Cette vision systémique est d’ailleurs bien mise en lumière par Berne lorsqu’il indique que l’accès au leadership n’est pas tout et que  « c’est toujours une solution de facilité pour un psychiatre consultant en dynamique de groupes que de suggérer que le leader a besoin d’une psychothérapie personnelle, mais cela revient simplement à avouer qu’il a brûlé toutes ses munitions en ce qui concerne ses connaissances en dynamique des groupes ». Toutefois, en dehors de cette mention précise, Berne ne donne pas beaucoup d’indications sur le travail au sein même de la zone de  leadership.

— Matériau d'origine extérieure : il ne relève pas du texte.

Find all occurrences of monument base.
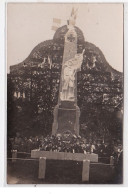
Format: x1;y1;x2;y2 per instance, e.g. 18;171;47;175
31;150;98;162
52;101;80;136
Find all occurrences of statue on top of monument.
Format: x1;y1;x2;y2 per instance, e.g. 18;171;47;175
60;50;84;101
68;7;78;30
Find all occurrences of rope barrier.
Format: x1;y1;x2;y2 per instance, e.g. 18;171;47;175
7;158;114;166
7;158;39;161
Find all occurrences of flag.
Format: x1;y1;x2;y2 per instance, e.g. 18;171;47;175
53;18;61;24
52;18;61;31
48;56;52;69
52;26;58;31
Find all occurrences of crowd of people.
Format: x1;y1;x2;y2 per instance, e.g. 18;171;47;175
8;133;122;164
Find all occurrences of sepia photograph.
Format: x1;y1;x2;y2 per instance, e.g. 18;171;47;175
6;3;124;185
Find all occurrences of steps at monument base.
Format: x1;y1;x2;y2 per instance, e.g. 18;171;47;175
59;101;76;109
31;150;98;162
7;159;118;184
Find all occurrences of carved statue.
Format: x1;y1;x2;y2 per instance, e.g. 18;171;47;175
60;50;84;101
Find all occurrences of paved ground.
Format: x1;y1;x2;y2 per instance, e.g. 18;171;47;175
7;160;121;184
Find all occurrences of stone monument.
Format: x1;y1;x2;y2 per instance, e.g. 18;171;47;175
52;9;84;135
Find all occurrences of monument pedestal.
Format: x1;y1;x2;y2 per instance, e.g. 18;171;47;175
52;101;80;135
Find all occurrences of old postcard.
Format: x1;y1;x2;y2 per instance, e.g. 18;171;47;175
7;3;123;184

Enfin, troisième conséquence,  Berne nous invite à une vigilance toute particulière aux points de contact entre la zone de leadership et la zone des membres. Il vise par là à réguler autant que faire se peut l’agitation toujours latente dans le cas d’un changement institué. Les notations de notre collègue Madeleine Laugeri sur le changement émergent et le changement programmé et les concepts de Lapassade sur l’«institué » et l’«instituant » sont ici d’une toute particulière pertinence et utilité. On pourrait même soutenir que dans bien des cas, l’analyste transactionnel est convoqué par l’organisation-cliente dans ce rôle de passeur entre la zone du leadership et la zone des membres. Cela implique naturellement qu’il soit aussi à l’aise dans l’une que dans l’autre.

Conclusion

Au total, Berne, comme souvent, aura ouvert des voies fructueuses. Sa croyance était que l’autorité s’incarnait dans un leadership unifié, mais son expérience le conduisait à constater que ce leadership était souvent divisé. Il se proposait d’agir en priorité sur l’imago que le leader avait du groupe ou de l’organisation, mais il reconnaissait que cette intervention portait avant tout sur le rôle et que l’intervenant ne saurait faire la thérapie du leader.
Il a bien décrit les organisations complexes (il faut dire qu’à cet égard l’hôpital ne manque pas de constituer un modèle de choix !), mais il n’en a pas tiré tourtes les conséquences systémiques, bien que sa connaissance des travaux de Bateson eût pu l’y autoriser.
 Ainsi, notre tâche d’analystes d’aujourd’hui consiste bien à ne pas transiger sur l’importance à accorder au leadership conformément à l’apport de Berne et à poursuivre son analyse au travers d’apports systémiques qui le complètent fort heureusement.